The code reader and its importance: Your Volvo stores information on how the car is running. If there’s a fault(s), that fault will be stored as a code in the computer’s memory. The fault may or may not also trigger a warning light like “Check Engine” or the dreaded flashing arrow. To see these codes on 1997 and newer Volvos, you must take your Volvo to:
- a Volvo Dealer (call first to check price, reading should be free)
- independent mechanic (call first to check price, reading should be free)
- parts supplier (call first to check price, reading should be free)
- or buy an OBDII tool to do it yourself ($100 – 300)
Having an OBDII code reader is useless and a waste of money — if you have a shop nearby that’ll read your codes for you for free. The Volvo dealer near me did it a couple times for me, then I traded some advertising on this site for it.
I’d get a Volvo code reader.
Copied and pasted from another post I wrote back in June, when it was $39.95. The link directly below has my Amazon affiliate ID embedded into it, so I’ll get a % of that sale if you buy through them (plus a % of anything else on your order).
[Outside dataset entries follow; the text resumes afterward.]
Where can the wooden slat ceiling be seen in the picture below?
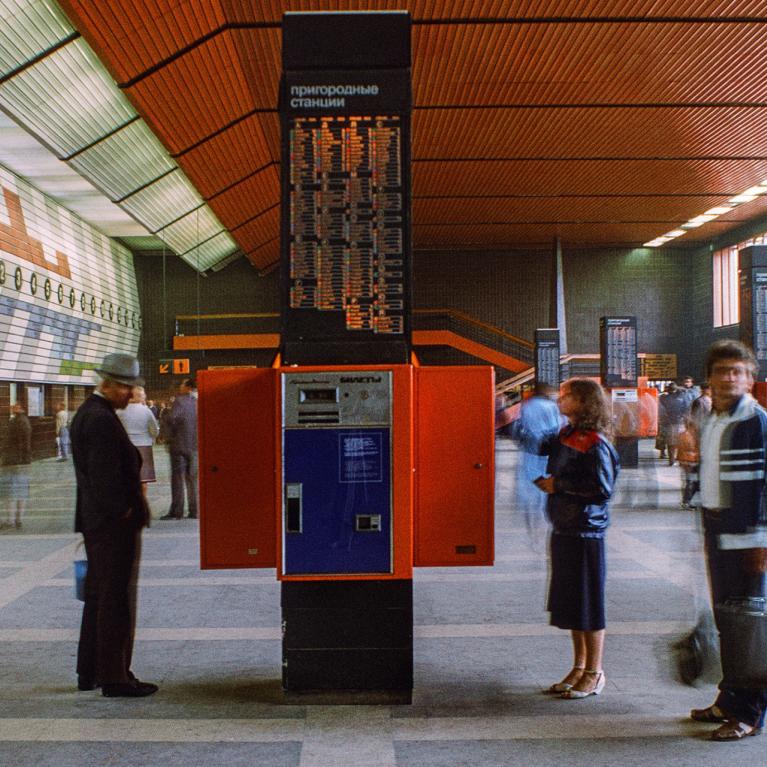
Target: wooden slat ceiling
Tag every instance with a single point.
(600, 122)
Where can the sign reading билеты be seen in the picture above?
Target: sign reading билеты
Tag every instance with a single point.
(658, 367)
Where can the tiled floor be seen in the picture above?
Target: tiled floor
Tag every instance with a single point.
(483, 652)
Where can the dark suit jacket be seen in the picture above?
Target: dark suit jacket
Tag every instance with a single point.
(107, 468)
(183, 425)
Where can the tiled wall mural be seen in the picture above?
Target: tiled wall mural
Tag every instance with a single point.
(67, 292)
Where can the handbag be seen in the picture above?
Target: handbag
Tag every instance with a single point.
(742, 625)
(696, 655)
(80, 571)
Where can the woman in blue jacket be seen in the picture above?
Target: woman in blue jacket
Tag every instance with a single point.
(581, 472)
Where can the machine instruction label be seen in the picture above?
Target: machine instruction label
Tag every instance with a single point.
(360, 457)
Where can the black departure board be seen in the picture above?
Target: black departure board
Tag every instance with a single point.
(547, 356)
(345, 237)
(618, 351)
(347, 219)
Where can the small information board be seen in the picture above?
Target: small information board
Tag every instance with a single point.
(618, 351)
(547, 356)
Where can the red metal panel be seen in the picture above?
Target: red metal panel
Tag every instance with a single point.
(454, 477)
(238, 506)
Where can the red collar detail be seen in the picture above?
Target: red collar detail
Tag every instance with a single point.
(582, 441)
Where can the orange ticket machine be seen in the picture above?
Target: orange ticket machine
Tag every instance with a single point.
(344, 478)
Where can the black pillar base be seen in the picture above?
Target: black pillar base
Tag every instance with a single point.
(347, 641)
(628, 452)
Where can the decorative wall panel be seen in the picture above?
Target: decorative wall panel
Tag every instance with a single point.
(67, 292)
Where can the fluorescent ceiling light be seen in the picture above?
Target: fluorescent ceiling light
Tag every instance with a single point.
(29, 28)
(131, 158)
(70, 103)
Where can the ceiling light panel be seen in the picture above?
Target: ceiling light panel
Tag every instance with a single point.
(210, 253)
(67, 99)
(199, 226)
(124, 162)
(29, 28)
(168, 199)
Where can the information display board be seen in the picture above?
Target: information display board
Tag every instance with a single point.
(345, 202)
(618, 351)
(753, 304)
(547, 356)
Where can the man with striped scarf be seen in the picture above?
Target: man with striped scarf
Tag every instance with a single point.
(730, 491)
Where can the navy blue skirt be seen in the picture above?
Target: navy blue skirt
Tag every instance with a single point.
(577, 587)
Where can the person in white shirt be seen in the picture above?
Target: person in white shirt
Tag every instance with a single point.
(142, 429)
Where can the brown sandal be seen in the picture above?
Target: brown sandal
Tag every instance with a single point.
(560, 687)
(734, 730)
(713, 714)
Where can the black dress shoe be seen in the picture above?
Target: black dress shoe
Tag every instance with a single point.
(134, 689)
(86, 683)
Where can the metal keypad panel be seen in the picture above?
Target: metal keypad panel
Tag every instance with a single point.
(343, 399)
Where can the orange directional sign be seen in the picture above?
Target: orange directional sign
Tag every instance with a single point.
(181, 367)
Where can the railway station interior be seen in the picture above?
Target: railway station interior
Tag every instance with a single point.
(586, 180)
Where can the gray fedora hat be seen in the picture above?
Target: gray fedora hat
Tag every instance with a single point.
(122, 368)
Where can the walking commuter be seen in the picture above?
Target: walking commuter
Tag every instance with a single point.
(182, 444)
(16, 457)
(110, 513)
(701, 406)
(673, 406)
(62, 433)
(539, 419)
(731, 488)
(582, 469)
(142, 430)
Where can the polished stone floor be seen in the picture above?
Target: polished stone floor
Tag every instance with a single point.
(483, 653)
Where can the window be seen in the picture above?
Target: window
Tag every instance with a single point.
(726, 286)
(726, 304)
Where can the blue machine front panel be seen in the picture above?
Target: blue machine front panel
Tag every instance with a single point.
(344, 480)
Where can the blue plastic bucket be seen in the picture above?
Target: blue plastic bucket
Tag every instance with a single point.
(81, 570)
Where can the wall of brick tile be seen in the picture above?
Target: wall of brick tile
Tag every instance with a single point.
(510, 290)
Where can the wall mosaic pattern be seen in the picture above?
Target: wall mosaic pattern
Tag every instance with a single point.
(68, 293)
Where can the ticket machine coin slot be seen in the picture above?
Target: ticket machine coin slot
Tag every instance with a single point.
(293, 508)
(368, 523)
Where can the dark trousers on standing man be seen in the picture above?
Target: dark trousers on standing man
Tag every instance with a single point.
(109, 614)
(728, 577)
(183, 467)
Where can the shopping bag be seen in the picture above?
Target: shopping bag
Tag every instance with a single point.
(742, 625)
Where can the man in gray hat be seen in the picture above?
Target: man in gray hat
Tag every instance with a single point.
(110, 513)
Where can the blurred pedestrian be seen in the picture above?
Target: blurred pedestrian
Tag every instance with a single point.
(539, 419)
(16, 457)
(62, 433)
(182, 445)
(673, 407)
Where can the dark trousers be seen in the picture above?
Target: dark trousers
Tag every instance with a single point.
(183, 467)
(729, 578)
(109, 613)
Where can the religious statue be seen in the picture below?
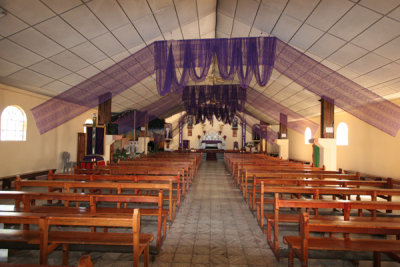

>>> Autel MaxiScan MS300 CAN OBD-II Scan Tool <<<
Disclosure: I get a small percentage of your purchase if you use that link to buy the scan tool.
I’ve had it since April, and I love it. It has a clear, simple readout I can see in daylight or no light because it’s back-lit. It runs off the ODB port, so no batteries are required. It’s small and light, and it works on my ’97 850 as well as my 2004 V70 R. And yes, it turns off the Check Engine light in both cars. In other words, it clears codes.
It’s got only two buttons so it’s idiot proof.